There’ll be stricter security requirements for foreign bidders, including a majority of local directors and security checks for nominated directors. But this wouldn’t prevent other internal actors inserting disruptive code into control systems. ASPI executive director, Peter Jennings, will discuss those insider threat issues and the general effectiveness of mitigation measures when it comes to FDI and national security in a future post on The Strategist.

This case echoes the Abbott Government’s December 2013 approval of the $6 billion purchase of electricity group, SP Ausnet, and its related Jemena business which has electricity, gas and water assets, by Chinese government-owned State Grid Corporation. A condition was imposed that at least half the directors must be Australian citizens.

If owning the asset meant a corporate that was the agent of a potentially hostile power could implement software that would allow it to disable the grid’s operation in the event of a conflict, that would be a concern.

But if our NSW/Canberra military bases could switch to alternative suppliers rapidly in a crisis, if they feared power being cut off, then the rationale for blocking the foreign acquisition would be weaker. (It should be noted that changes in technology may impact on what’s ‘critical’ when it comes to ‘poles and wires’.)

FIRB would need to have access to the skill sets to make such assessments. So I like Paul and Peter’s suggestion that the FIRB should publicly release a detailed evaluation framework that spells out the specific criteria that must be assessed in reviewing any sale or long-term lease of critical national infrastructure. (I argued for greater FIRB openness here some years ago.)

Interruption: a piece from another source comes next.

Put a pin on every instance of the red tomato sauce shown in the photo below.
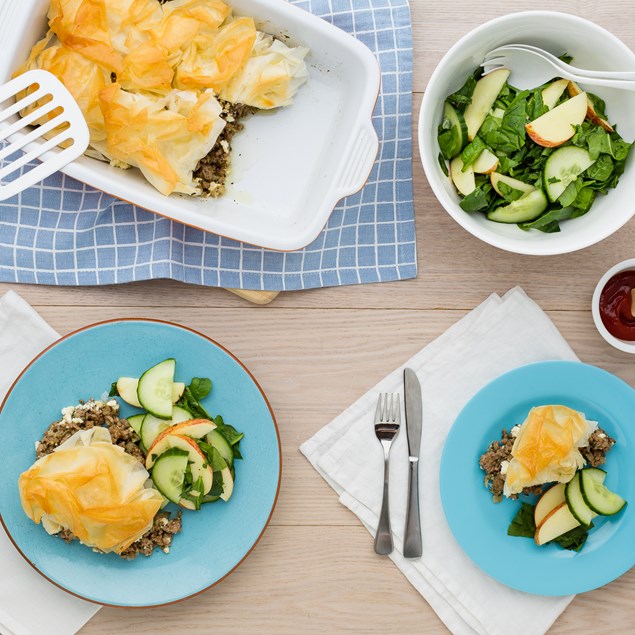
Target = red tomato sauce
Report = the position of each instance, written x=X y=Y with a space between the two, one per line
x=616 y=306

The FIRB’s evaluation process, they rightly suggest, ‘must involve the Defence and intelligence agencies best able to assess espionage and sabotage risks. It needs to be clear that these agencies are there to assess national security vulnerability not simply to validate the security status of their own facilities’.

The second option my colleagues suggest is possibly redesigning the FIRB as an independent statutory authority separate from the Treasury with a ‘clear charter to examine and decide on foreign investment applications and a strong national security assessment function’.

Late on Friday federal Treasurer, Scott Morrison, said that the government was ‘acutely aware of the sensitivities regarding foreign investment in strategic national assets and critical infrastructure’ and that the government is assessing options to ‘strengthen the federal government’s ability to protect the national interest in these cases’.
It’d be worth looking at the performance of the US Committee on Foreign Investment housed within the US federal government.

The CFIUS reviews select inbound investments on national security grounds and seeks to balance free market principles against national security considerations, ‘specifically averting or mitigating foreign control of US companies that are operating in potentially sensitive sectors’.

We need more analysis on the role of foreign investment policies in protecting our strategic assets.